Other deposits of bituminous sands can be found in the United States, Venezuela, and Russia. Venezuela's deposits, produced by state-owned Petróleos de Venezuela S.A., have been known to exceed 230 billion barrels. Russia's bitumen supply is thought to be concentrated in Siberia and the Volga-Urals region. Kazakhstan is also another key region for bitumen supplies.

Although commonly confused with asphalt, bitumen is a totally different substance.

Bitumen vs. Asphalt

Bitumen may often be confused with asphalt. That's because both are commonly used in the construction industry. But there is a distinct difference between the two. As noted above, bitumen is a byproduct of crude oil that is used to bind asphalt together when used for projects, such as paving roads or roofing. It is used for its adhesive properties and because it resists damage from oil and water.

Asphalt, on the other hand, is a manmade substance. It is produced using the residue from petroleum distillate or from byproducts of natural deposits. It is heated, dried, and mixed together with bitumen and sand. Asphalt is then applied using machinery. The thickness of the asphalt depends on the purpose of the project. For instance, asphalt used for roads may be thicker than when it's used in shingles.

How Is Bitumen Made?

Bitumen is a byproduct of crude oil. It is commonly produced through a refining process in which crude oil is reduced. It removes lighter crude oil components and leaves behind the heavier bitumen. This product has many industrial applications. It is used in the construction of roads, where it is known as asphalt, and in roofing. Bitumen also occurs naturally and can be found in Canada's oil sands.
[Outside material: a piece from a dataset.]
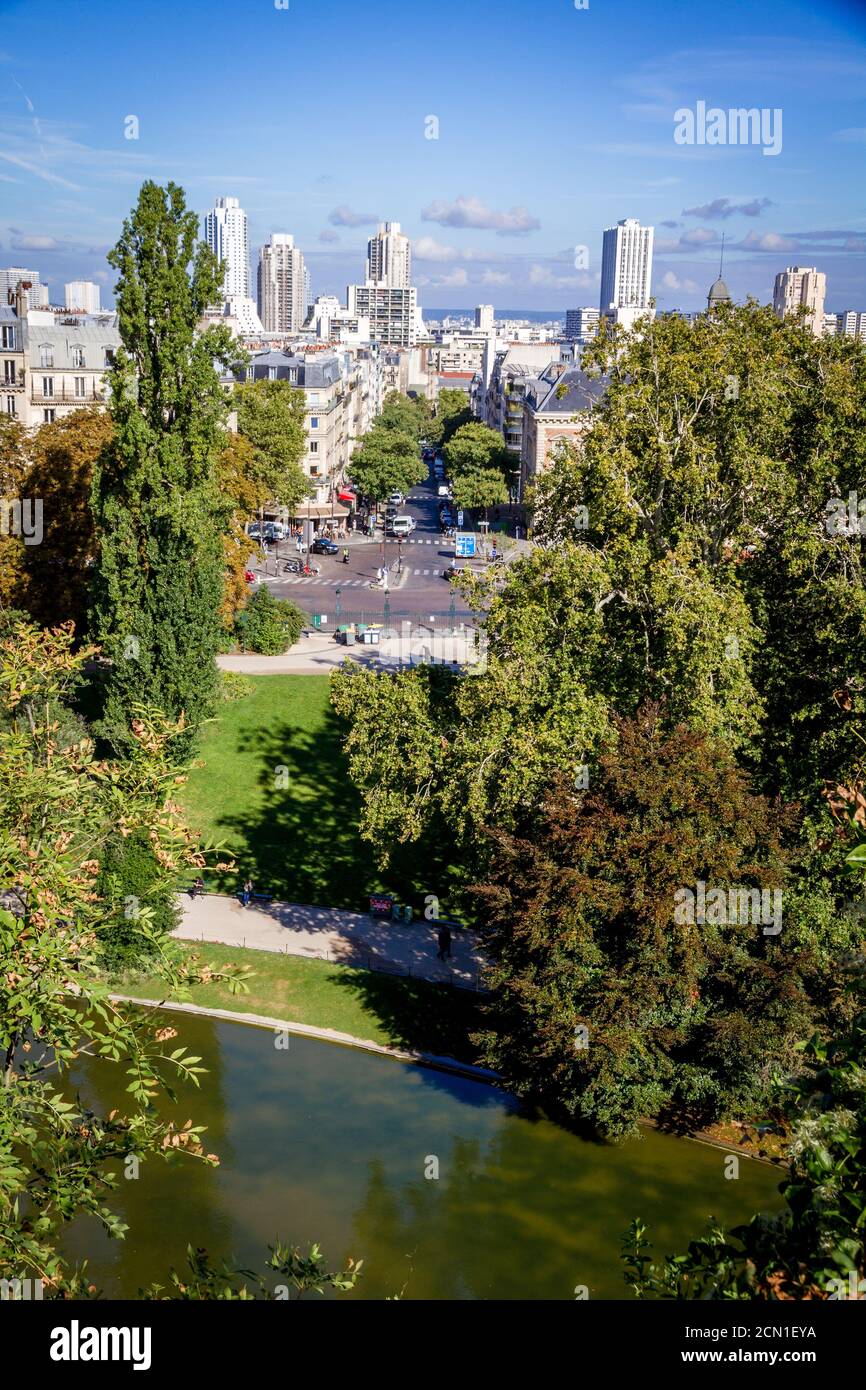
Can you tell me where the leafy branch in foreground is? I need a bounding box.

What Is the Primary Use of Bitumen?

Bitumen is primarily used for industrial purposes. It can be found in the construction industry where it is used to make roads, which is why it is commonly called asphalt in this application. It also has waterproofing and adhesive properties, which makes it a good product for roofing.

How Do I Invest in Bitumen?

Bitumen futures are available for trade through the Shanghai Futures Exchange. They were first offered in 2013 and were meant for crude oil refinery operators, bitumen dealers, and end-users. Like other trading activities, China restricted bitumen trading to domestic entities and foreign banks. But you can invest in bitumen indirectly through companies that refine crude oil and produce the product.

The Bottom Line

When people hear the word bitumen, they may often think of the roads on which they drive. While that isn't exactly untrue, it is often confused with another construction substance: asphalt. While asphalt is a manmade material that is used to pave roads, bitumen is a byproduct of crude oil that is used for its waterproofing and adhesive properties. As such, it is used to bind asphalt together during road construction and in roofing applications. Much of the world's supplies of bitumen come from Canada's Tar Sands.